Au Sénégal, la déclaration de patrimoine des membres du gouvernement redevient un sujet brûlant, révélant des manquements qui interrogent sur la crédibilité de l’exécutif. Des informations récentes indiquent que plusieurs ministres du gouvernement actuel n’auraient pas respecté cette obligation légale, pourtant centrale dans la stratégie de transparence portée par Bassirou Diomaye Faye et Ousmane Sonko depuis leur prise de fonction en avril 2024. Ce non-respect n’est pas qu’une simple formalité administrative : il remet en cause le discours officiel sur la lutte contre la corruption.

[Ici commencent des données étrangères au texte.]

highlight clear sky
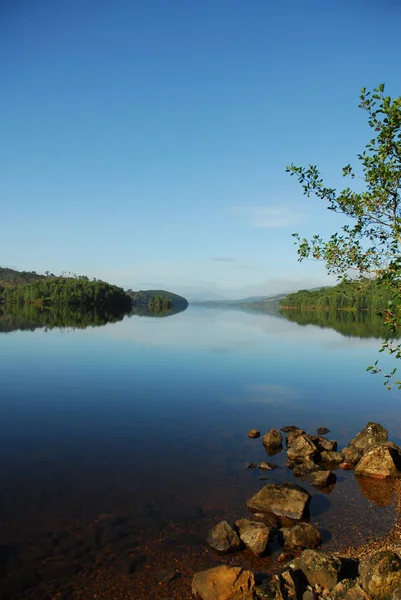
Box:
[0,0,401,297]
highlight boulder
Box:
[192,565,255,600]
[235,519,272,556]
[287,434,317,461]
[207,521,242,554]
[359,550,401,600]
[292,457,320,477]
[308,471,337,488]
[280,523,322,550]
[285,429,305,448]
[330,579,371,600]
[248,429,260,438]
[263,429,283,448]
[311,435,337,452]
[289,550,341,590]
[348,421,388,452]
[247,483,310,519]
[354,446,401,479]
[341,446,361,465]
[320,450,344,465]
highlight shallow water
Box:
[0,307,401,599]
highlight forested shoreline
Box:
[280,280,396,311]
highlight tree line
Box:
[280,280,396,311]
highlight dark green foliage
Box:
[281,308,386,339]
[1,277,131,309]
[280,280,395,312]
[126,290,188,307]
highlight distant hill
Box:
[126,290,188,307]
[0,267,48,284]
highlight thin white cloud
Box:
[210,256,238,262]
[229,206,307,229]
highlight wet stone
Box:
[207,521,242,554]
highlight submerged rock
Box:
[354,446,401,479]
[348,421,388,452]
[289,550,341,590]
[235,519,272,556]
[330,579,371,600]
[308,471,337,488]
[263,429,283,448]
[192,565,255,600]
[280,523,322,550]
[248,429,260,438]
[207,521,242,554]
[287,434,317,461]
[359,550,401,600]
[247,483,310,519]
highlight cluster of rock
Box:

Le cadre juridique sénégalais, défini par la loi de 2014 instaurant l’Office national de lutte contre la fraude et la corruption (OFNAC), exige que les hautes autorités publiques — dont le président, le Premier ministre, les ministres, les présidents d’institutions et certains administrateurs de crédits — déposent un état détaillé de leurs biens dans un délai de trois mois après leur nomination ou la fin de leurs fonctions. Pourtant, plusieurs membres du gouvernement remanié à l’automne 2024 semblent aujourd’hui en infraction, selon des révélations de la presse locale.
Une obligation légale stricte et des sanctions prévues
La loi sénégalaise ne laisse aucune place à l’interprétation : le délai de trois mois pour déposer sa déclaration patrimoniale est impératif. Passé ce délai, les autorités concernées s’exposent à des sanctions, dont une mise en demeure formelle par l’OFNAC. Si le manquement persiste, l’institution peut saisir la justice, entraînant des conséquences graves comme la suspension du traitement ou des poursuites pénales. Ce dispositif, conçu pour être dissuasif, a cependant souvent été critiqué pour son manque d’effectivité, notamment sous les mandatures précédentes.

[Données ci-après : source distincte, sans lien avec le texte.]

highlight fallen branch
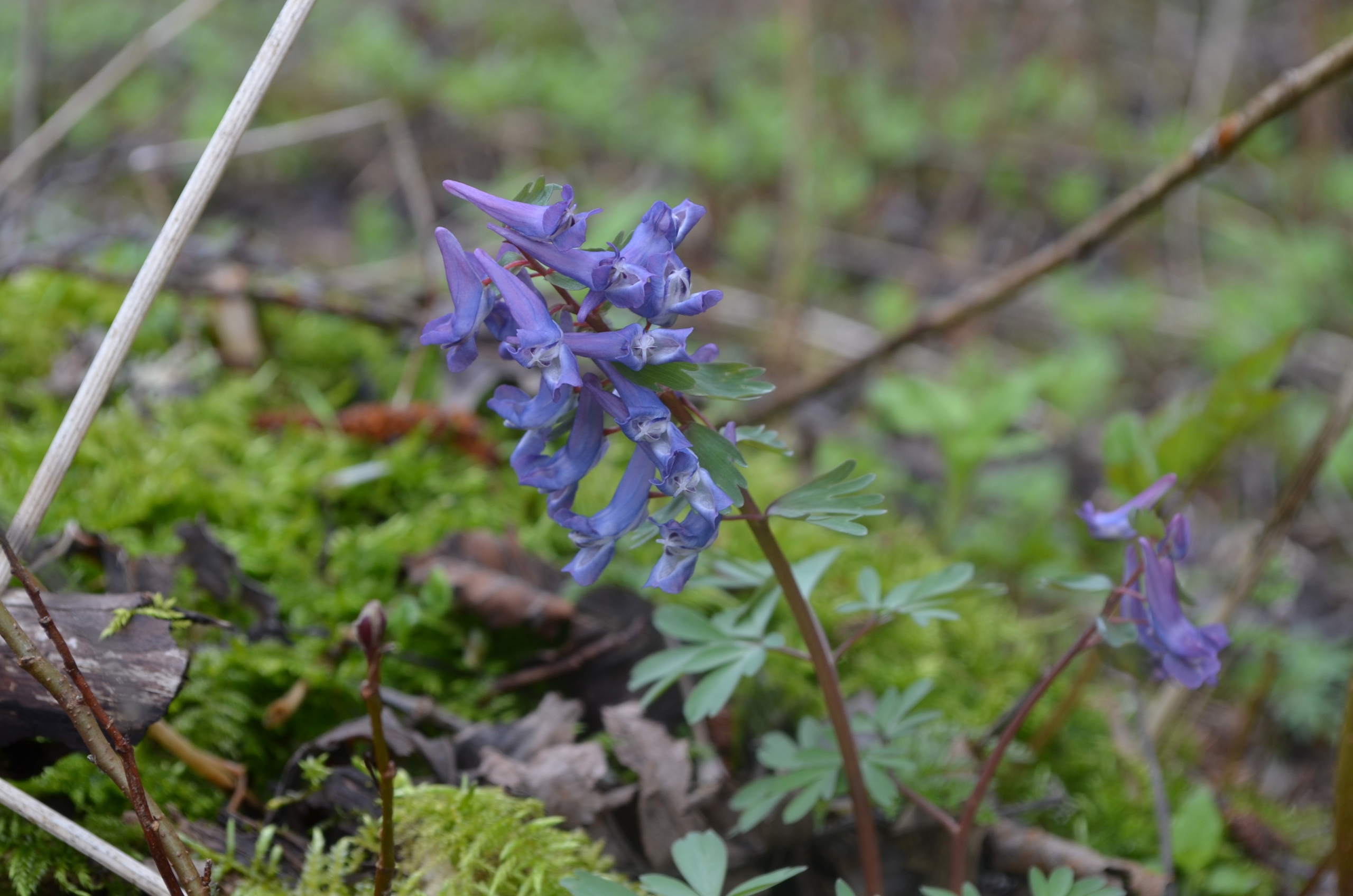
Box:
[146,718,263,815]
[0,0,220,193]
[1147,357,1353,742]
[0,781,169,896]
[0,533,187,896]
[744,27,1353,422]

L’OFNAC, désormais dirigé par une magistrate, dispose des prérogatives nécessaires pour activer ces procédures. Pourtant, l’histoire récente montre que le taux de conformité reste faible, avec des centaines de déclarations attendues mais jamais déposées. La question se pose donc : le gouvernement actuel aura-t-il la volonté politique d’appliquer la loi à ses propres membres ?
Un défi politique et moral pour le pouvoir en place
Le contexte est particulièrement sensible, car la lutte contre l’enrichissement illicite et la transparence patrimoniale ont été au cœur de la campagne victorieuse de Pastef. L’équipe actuelle a d’ailleurs engagé des procédures contre d’anciens dignitaires du régime de Macky Sall, en s’appuyant sur les outils de l’OFNAC et du parquet financier. Découvrir que des ministres du gouvernement actuel ne respectent pas cette obligation fragiliserait sérieusement la posture morale revendiquée par les autorités.
La société civile, représentée notamment par le Forum civil, branche sénégalaise de Transparency International, réclame depuis des années la publication intégrale des déclarations patrimoniales, à l’image de certains modèles européens. Cependant, la loi sénégalaise impose une confidentialité stricte, limitant l’accès aux seules autorités habilitées et sanctionnant toute divulgation illégale. Cette contradiction alimente les débats sur l’effectivité de la transparence en Afrique de l’Ouest.
La transparence patrimoniale, un enjeu régional
Le cas du Sénégal s’inscrit dans une dynamique plus large en Afrique de l’Ouest. La Côte d’Ivoire, le Bénin et le Burkina Faso ont également adopté des dispositifs similaires, sous l’impulsion des protocoles de la CEDEAO et de l’Union africaine contre la corruption. Pourtant, l’application concrète de ces lois reste inégale, freinée par des résistances administratives et l’absence de transparence réelle dans la gestion des déclarations.
Pour l’heure, le gouvernement sénégalais se trouve face à un dilemme : soit les ministres concernés régularisent leur situation rapidement, soit l’OFNAC active ses procédures, ouvrant une séquence politiquement coûteuse pour un pouvoir qui a fait de l’exemplarité son principal argument. La crédibilité du chantier anti-corruption se joue à travers ce type de signal fort. Les ministres épinglés risquent désormais une mise en demeure formelle de l’OFNAC, selon les dernières informations relayées.